The standard adult dose of PEMETREXED is: 500 mg/m2 IV over 10 minutes on Day 1 of each 21-day cycle, with folic acid and vitamin B12 supplementation.. The standard adult dose of ALFENTA is: Intravenous: Initial dose 8-20 mcg/kg (0.5-1 min) then 0.5-3 mcg/kg/min or 3-5 mcg/kg q5-20min. For short procedures: 8-20 mcg/kg. For longer procedures: 50-75 mcg/kg followed by 0.5-3 mcg/kg/min.. Dosing should always be individualized based on indication, renal and hepatic function, age, and other patient factors.

4. Can you take PEMETREXED and ALFENTA together?

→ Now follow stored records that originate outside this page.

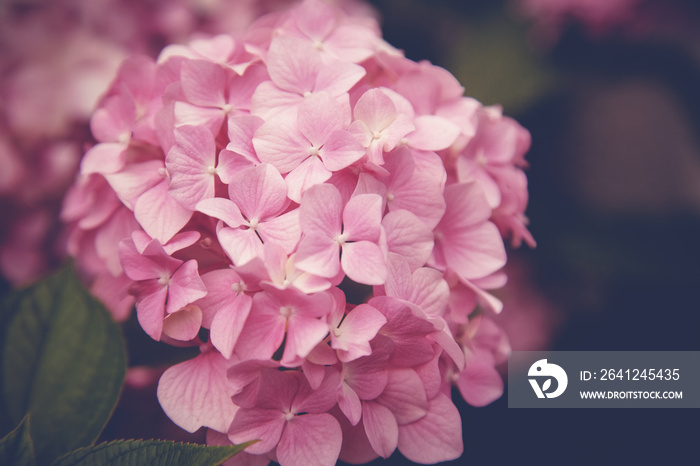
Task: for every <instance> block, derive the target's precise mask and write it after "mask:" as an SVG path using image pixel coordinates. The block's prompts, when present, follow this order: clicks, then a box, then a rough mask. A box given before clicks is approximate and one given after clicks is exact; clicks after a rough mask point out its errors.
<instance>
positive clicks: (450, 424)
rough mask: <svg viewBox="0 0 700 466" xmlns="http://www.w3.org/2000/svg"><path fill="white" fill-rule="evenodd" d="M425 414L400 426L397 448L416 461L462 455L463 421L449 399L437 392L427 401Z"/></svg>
mask: <svg viewBox="0 0 700 466" xmlns="http://www.w3.org/2000/svg"><path fill="white" fill-rule="evenodd" d="M429 404H430V408H429V410H428V414H427V415H426V416H425V417H424V418H422V419H420V420H419V421H416V422H414V423H412V424H408V425H404V426H401V427H400V428H399V443H398V447H399V451H400V452H401V453H403V455H404V456H405V457H406V458H408V459H409V460H411V461H415V462H417V463H424V464H429V463H439V462H441V461H449V460H454V459H456V458H459V457H460V456H462V453H463V452H464V446H463V444H462V420H461V419H460V416H459V411H457V408H456V407H455V405H454V404H452V401H450V399H449V398H447V397H446V396H445V395H443V394H439V395H438V396H436V397H435V398H433V399H432V400H430V402H429Z"/></svg>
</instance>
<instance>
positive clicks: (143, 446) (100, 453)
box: [54, 440, 256, 466]
mask: <svg viewBox="0 0 700 466" xmlns="http://www.w3.org/2000/svg"><path fill="white" fill-rule="evenodd" d="M255 442H256V441H252V442H247V443H242V444H240V445H232V446H225V447H214V446H205V445H193V444H188V443H175V442H170V441H164V440H117V441H115V442H109V443H101V444H99V445H95V446H93V447H86V448H81V449H80V450H77V451H74V452H72V453H69V454H67V455H66V456H64V457H62V458H60V459H59V460H58V461H56V463H54V466H105V465H109V466H141V465H143V466H178V465H182V466H216V465H219V464H221V463H223V462H224V461H226V460H227V459H229V458H231V457H232V456H233V455H235V454H236V453H238V452H240V451H242V450H243V449H244V448H246V447H247V446H248V445H251V444H252V443H255Z"/></svg>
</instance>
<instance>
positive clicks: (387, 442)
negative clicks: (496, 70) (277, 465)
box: [64, 0, 532, 466]
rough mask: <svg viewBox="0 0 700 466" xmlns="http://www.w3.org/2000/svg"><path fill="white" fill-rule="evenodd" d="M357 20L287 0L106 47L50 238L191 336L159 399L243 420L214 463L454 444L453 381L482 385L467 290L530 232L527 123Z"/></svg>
mask: <svg viewBox="0 0 700 466" xmlns="http://www.w3.org/2000/svg"><path fill="white" fill-rule="evenodd" d="M378 31H379V28H378V27H377V24H376V22H375V21H374V20H373V19H372V18H370V17H357V16H352V15H350V14H348V13H347V12H346V11H344V10H343V9H342V8H340V7H337V6H333V5H330V4H328V3H323V2H321V1H320V0H306V1H304V2H302V3H300V4H297V5H295V6H294V7H292V8H291V9H289V10H287V11H284V12H279V13H276V14H273V15H270V16H266V17H264V18H261V19H260V20H259V21H258V22H256V23H254V24H253V25H252V26H250V27H249V28H248V29H247V30H246V32H245V33H244V34H239V35H235V36H224V35H218V36H212V37H209V38H207V37H200V38H198V39H197V40H196V41H193V42H192V43H191V44H190V45H179V46H176V47H175V46H171V47H168V48H166V49H165V50H164V51H163V53H162V54H161V56H160V57H159V58H158V60H157V61H144V59H131V61H127V62H126V64H125V65H123V66H122V67H121V69H120V73H119V75H118V77H117V79H116V80H115V81H114V83H113V85H112V87H111V88H110V90H109V91H108V92H107V94H106V96H105V98H104V99H103V100H102V101H101V103H100V106H99V108H98V110H97V112H96V113H95V116H94V117H93V125H92V126H93V130H94V132H95V133H96V134H95V137H96V139H97V140H98V141H99V143H98V144H96V145H94V146H93V147H92V148H90V149H89V151H88V154H87V155H86V157H85V158H84V160H83V165H82V175H81V176H80V177H79V179H78V181H77V182H76V184H75V186H74V188H73V189H72V191H71V193H70V195H69V196H68V197H67V199H66V202H65V205H64V218H65V219H66V220H68V221H70V222H71V226H72V230H71V236H70V244H71V253H72V254H73V255H74V256H75V257H76V261H77V263H78V265H79V266H80V268H81V271H82V273H83V274H84V275H85V277H86V278H87V279H88V280H92V283H95V284H100V286H101V288H100V290H102V291H101V293H100V294H99V296H100V297H101V298H102V299H104V300H105V301H106V302H107V304H108V305H109V306H110V307H111V308H112V310H113V311H114V312H117V311H119V312H121V311H122V310H123V308H124V306H125V305H126V304H125V301H124V300H125V296H127V298H126V299H127V304H128V303H129V301H128V299H131V300H133V302H135V303H136V312H137V315H138V317H139V321H140V322H141V325H142V326H143V328H144V330H145V331H146V332H147V333H148V334H149V335H150V336H151V337H153V338H154V339H161V340H163V341H165V342H169V343H173V344H177V345H191V346H195V347H198V348H199V350H200V353H201V354H200V355H199V356H197V357H196V358H194V359H192V360H189V361H185V362H183V363H180V364H178V365H176V366H173V367H171V368H170V369H168V370H167V371H166V372H165V373H164V374H163V376H162V378H161V379H160V383H159V387H158V394H159V399H160V402H161V404H162V406H163V408H164V410H165V411H166V413H167V414H168V416H169V417H170V418H171V419H172V420H173V421H174V422H175V423H177V424H178V425H180V426H181V427H183V428H184V429H186V430H188V431H194V430H197V429H199V428H201V427H207V428H208V429H210V430H211V431H210V433H209V435H208V439H209V441H210V442H211V443H213V444H224V443H227V442H233V443H239V442H243V441H247V440H251V439H255V438H257V439H260V442H259V443H257V444H255V445H253V446H251V447H250V448H249V449H247V451H246V454H245V455H244V456H242V457H241V458H240V459H239V460H235V461H233V464H236V463H238V462H244V463H246V464H248V463H250V464H266V463H267V462H268V461H270V460H274V461H278V462H279V463H281V464H282V465H283V466H286V465H294V464H320V465H324V464H328V465H331V464H335V462H336V461H337V460H338V459H339V458H340V459H342V460H346V461H351V462H366V461H369V460H372V459H373V458H376V457H380V456H381V457H385V458H386V457H388V456H390V455H391V454H392V453H393V452H394V451H395V450H397V449H398V450H399V451H400V452H401V453H402V454H403V455H404V456H406V457H407V458H408V459H409V460H412V461H415V462H420V463H431V462H439V461H445V460H451V459H455V458H457V457H459V456H460V455H461V454H462V452H463V446H462V435H461V420H460V416H459V413H458V411H457V408H456V407H455V405H454V404H453V403H452V401H451V398H450V387H451V386H452V385H456V386H457V387H458V388H459V390H460V391H461V393H462V394H463V396H464V398H465V399H466V400H467V401H468V402H469V403H472V404H474V405H477V406H482V405H484V404H487V403H490V402H491V401H493V400H494V399H496V398H498V397H499V396H500V395H501V393H502V390H503V382H502V380H501V378H500V376H499V374H498V372H497V370H496V369H495V367H496V366H497V365H498V364H500V363H501V362H503V357H504V355H505V354H507V351H508V348H509V347H508V342H507V339H505V337H503V332H502V331H501V330H500V329H499V328H498V327H497V326H496V325H495V324H494V323H493V321H492V320H490V319H489V314H490V313H494V312H496V313H497V312H500V310H501V307H502V306H501V304H500V302H499V301H498V300H497V299H496V298H495V297H493V296H492V295H491V294H489V292H488V291H489V290H492V289H495V288H498V287H500V286H502V285H503V284H504V279H505V275H504V273H503V272H502V270H501V269H502V268H503V266H504V264H505V262H506V249H505V246H504V237H510V238H511V239H512V240H513V242H514V243H518V242H520V240H523V239H524V240H525V241H527V242H529V243H532V239H531V236H530V235H529V232H528V231H527V228H526V219H525V216H524V210H525V207H526V204H527V186H526V184H525V183H524V182H523V181H524V180H525V176H524V173H523V168H524V167H525V165H526V164H525V161H524V153H525V152H526V150H527V148H528V145H529V134H528V133H527V131H526V130H525V129H523V128H522V127H520V126H519V125H518V124H517V123H516V122H515V121H513V120H511V119H509V118H507V117H504V116H503V115H501V113H500V110H499V109H497V108H495V107H483V106H482V105H481V104H480V103H478V102H476V101H475V100H474V99H470V98H468V97H464V96H463V95H462V94H463V88H462V87H461V86H460V85H459V83H457V81H456V80H455V78H454V77H453V76H452V75H450V74H449V73H448V72H447V71H445V70H443V69H441V68H438V67H435V66H433V65H431V64H429V63H425V62H424V63H415V62H413V61H411V60H408V59H406V58H405V57H403V55H402V54H401V52H399V51H397V50H395V49H393V48H392V47H391V46H389V45H388V44H386V43H385V42H384V41H383V39H382V38H381V36H380V34H379V32H378ZM134 60H139V61H138V62H137V61H134ZM136 74H138V76H139V79H136V78H135V77H134V76H135V75H136ZM127 90H128V92H127ZM135 109H136V111H134V110H135ZM107 284H111V288H110V287H108V286H107ZM94 291H95V292H96V293H97V290H96V289H94ZM127 293H128V294H127ZM203 393H206V394H207V395H206V396H203V395H202V394H203Z"/></svg>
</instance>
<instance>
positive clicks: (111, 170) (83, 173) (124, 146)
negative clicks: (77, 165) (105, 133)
mask: <svg viewBox="0 0 700 466" xmlns="http://www.w3.org/2000/svg"><path fill="white" fill-rule="evenodd" d="M126 148H127V146H126V144H122V143H117V142H102V143H100V144H96V145H94V146H92V147H91V148H90V149H88V151H87V152H86V153H85V156H84V157H83V160H82V161H81V162H80V173H82V174H83V175H89V174H90V173H102V174H107V173H116V172H118V171H119V170H121V169H122V168H123V167H124V164H125V163H126Z"/></svg>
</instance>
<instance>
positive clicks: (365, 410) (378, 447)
mask: <svg viewBox="0 0 700 466" xmlns="http://www.w3.org/2000/svg"><path fill="white" fill-rule="evenodd" d="M362 424H363V425H364V426H365V432H366V433H367V438H368V439H369V443H370V445H372V448H373V449H374V451H375V452H377V454H378V455H379V456H381V457H382V458H388V457H390V456H391V454H392V453H394V450H396V447H397V445H398V442H399V426H398V424H397V423H396V418H395V417H394V415H393V414H391V411H389V408H387V407H385V406H382V405H380V404H379V403H375V402H373V401H365V402H364V403H362Z"/></svg>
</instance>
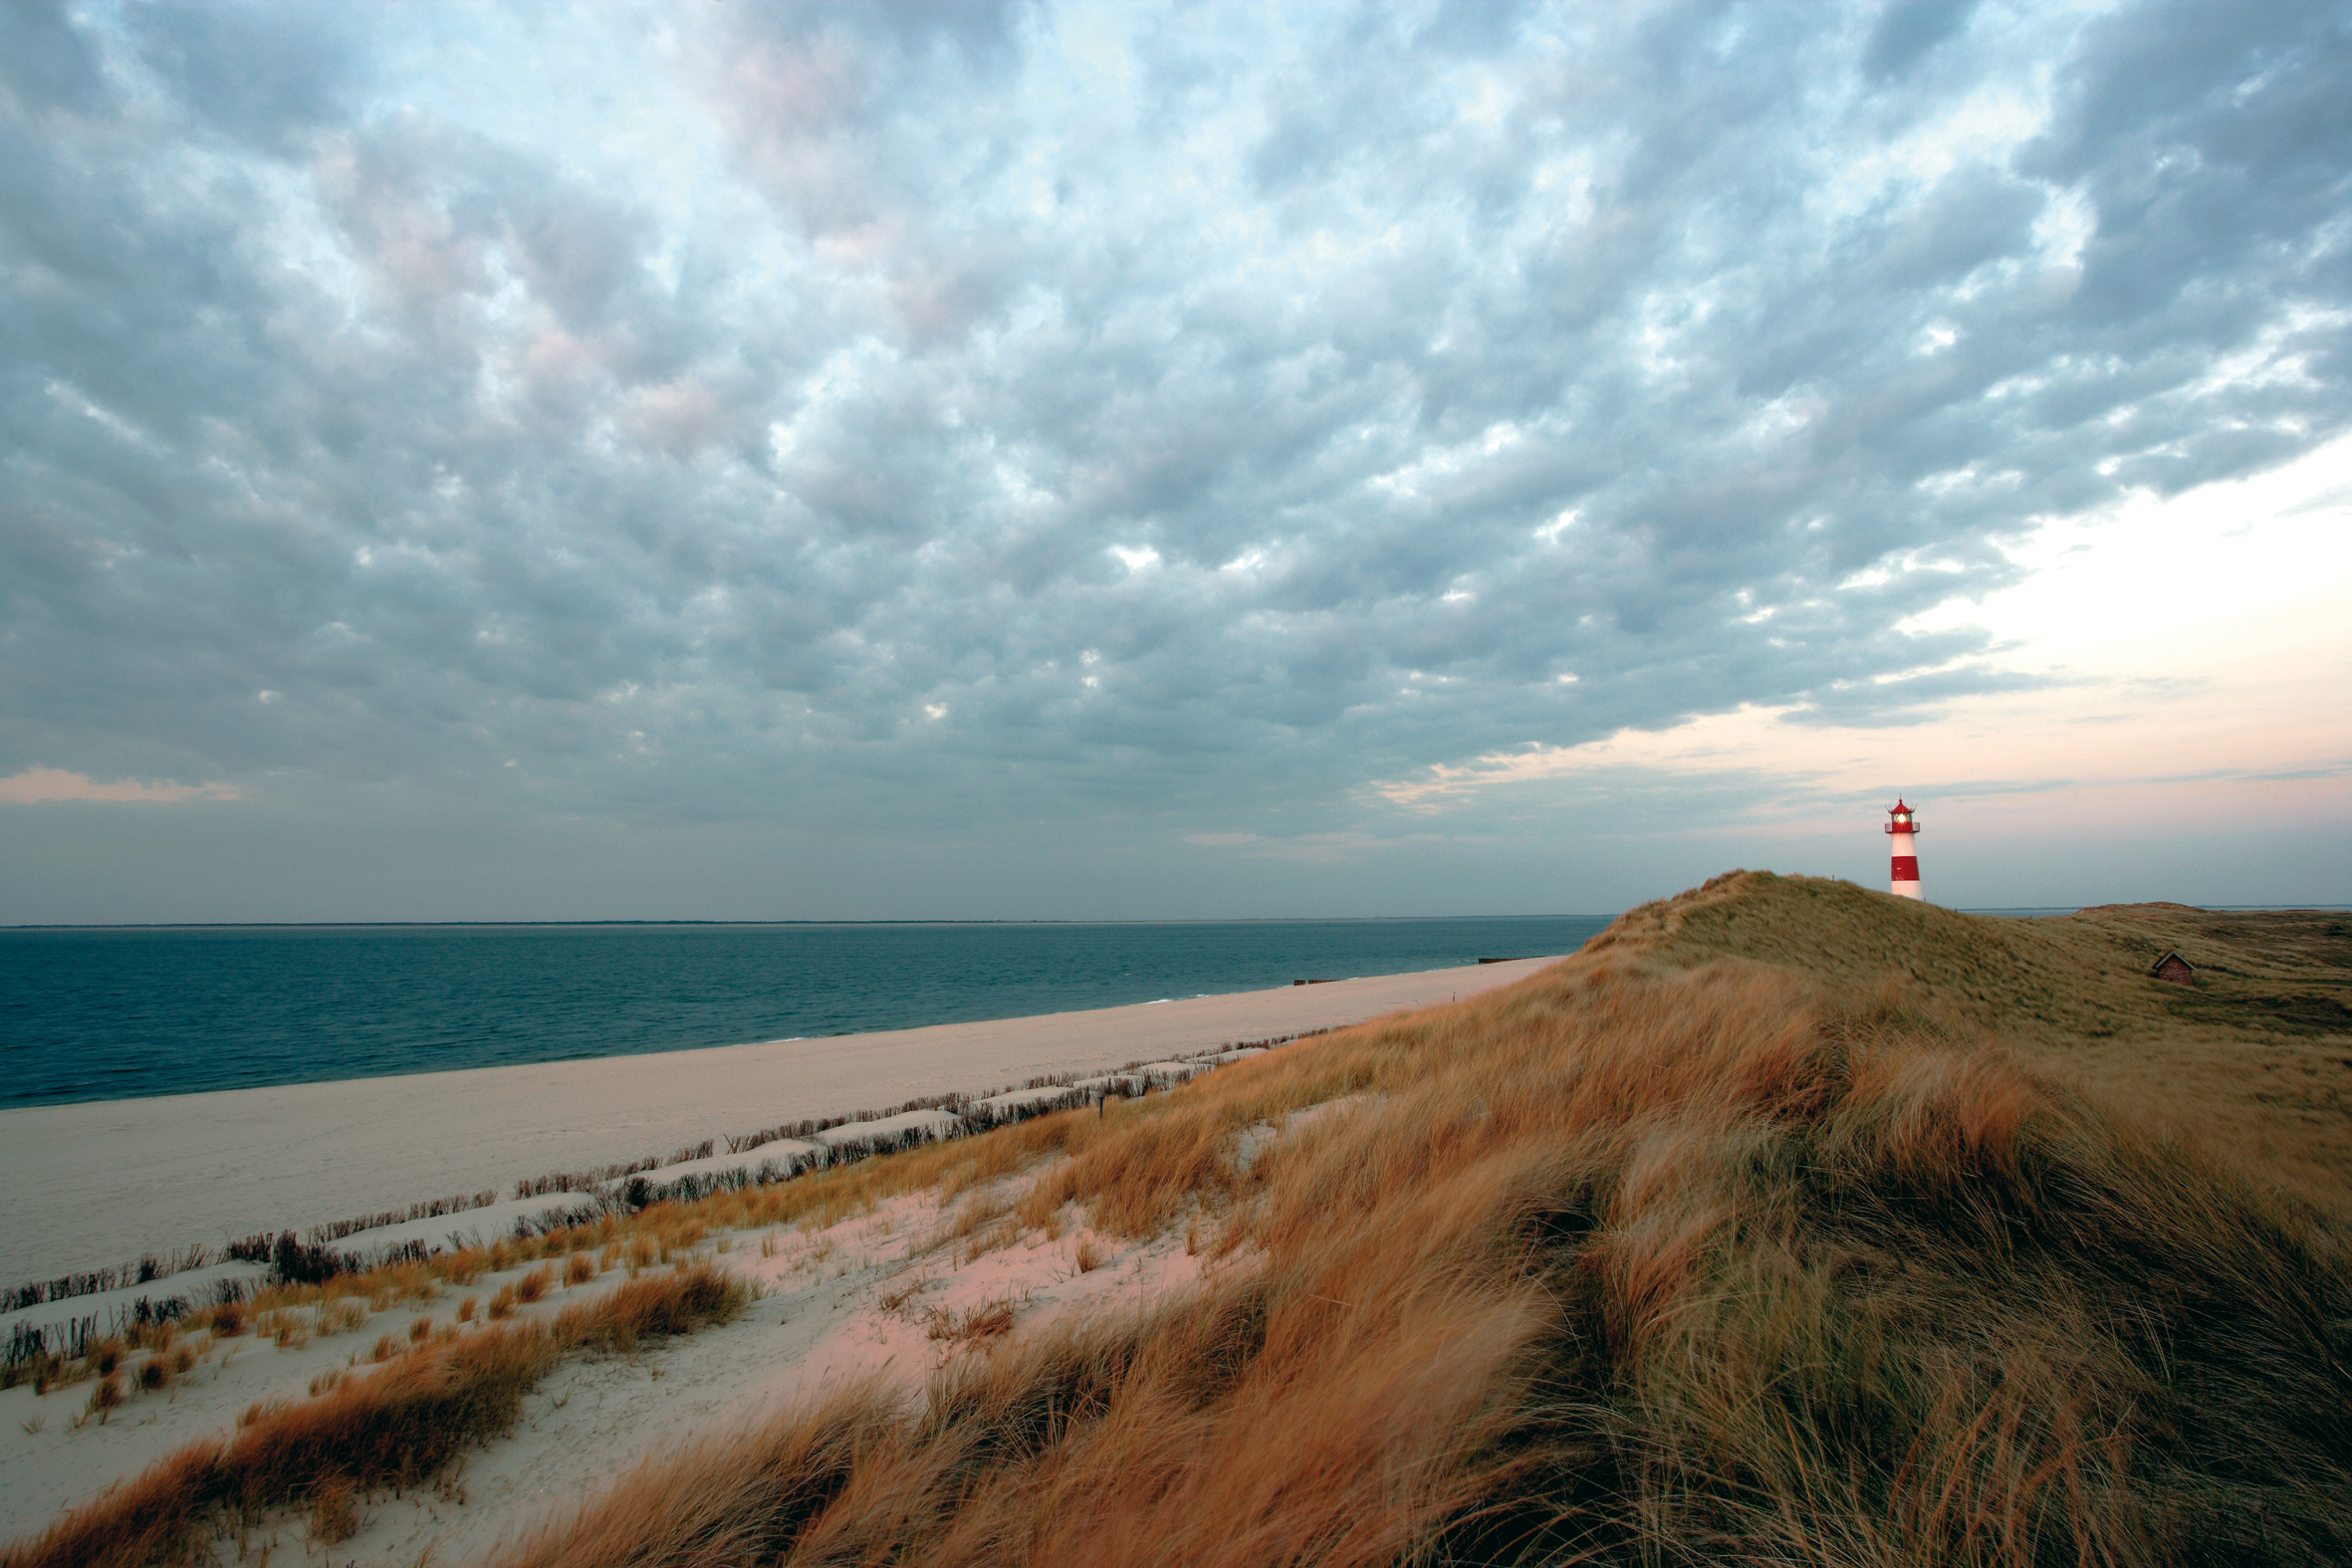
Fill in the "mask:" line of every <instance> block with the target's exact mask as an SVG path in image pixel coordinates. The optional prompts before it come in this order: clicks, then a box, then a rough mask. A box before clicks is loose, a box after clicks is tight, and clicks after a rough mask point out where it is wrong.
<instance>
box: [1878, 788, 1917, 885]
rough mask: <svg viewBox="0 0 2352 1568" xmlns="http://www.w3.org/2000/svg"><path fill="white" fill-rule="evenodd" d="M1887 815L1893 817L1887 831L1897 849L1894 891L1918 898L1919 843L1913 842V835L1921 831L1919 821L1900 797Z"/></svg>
mask: <svg viewBox="0 0 2352 1568" xmlns="http://www.w3.org/2000/svg"><path fill="white" fill-rule="evenodd" d="M1886 816H1891V818H1893V820H1891V823H1886V832H1891V835H1893V851H1896V865H1893V893H1896V898H1917V896H1919V849H1917V844H1912V835H1917V832H1919V823H1915V820H1912V809H1910V806H1905V804H1903V802H1900V799H1898V802H1896V804H1893V811H1889V813H1886Z"/></svg>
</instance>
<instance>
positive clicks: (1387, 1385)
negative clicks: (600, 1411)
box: [499, 877, 2352, 1568]
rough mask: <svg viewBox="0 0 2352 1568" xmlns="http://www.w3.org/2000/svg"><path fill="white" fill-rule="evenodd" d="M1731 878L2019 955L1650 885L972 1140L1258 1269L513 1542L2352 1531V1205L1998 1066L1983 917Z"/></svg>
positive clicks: (1002, 1352) (2209, 1549)
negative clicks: (1510, 945) (1250, 1036)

No direct drug-drug interaction has been formally documented between PEMETREXED and ALFENTA in current clinical databases. However, individual patient risk factors including other medications, organ function, and comorbidities should always be evaluated by a qualified healthcare provider.

5. Are PEMETREXED and ALFENTA safe during pregnancy?

The maternal-fetal safety profiles differ. PEMETREXED is classified as Category C. Pemetrexed is a folate analog antimetabolite that inhibits thymidylate synthase, dihydrofolate reductase, and glycinamide ribonucleotide formyltransferase. It is teratogenic in ani. ALFENTA is classified as Category C. Alfentanil, a short-acting opioid analgesic, is classified as FDA Pregnancy Category C. No well-controlled studies in pregnant women exist. In animal studies, no teratogenic effect. Always consult a maternal-fetal medicine specialist before taking either drug during pregnancy or lactation.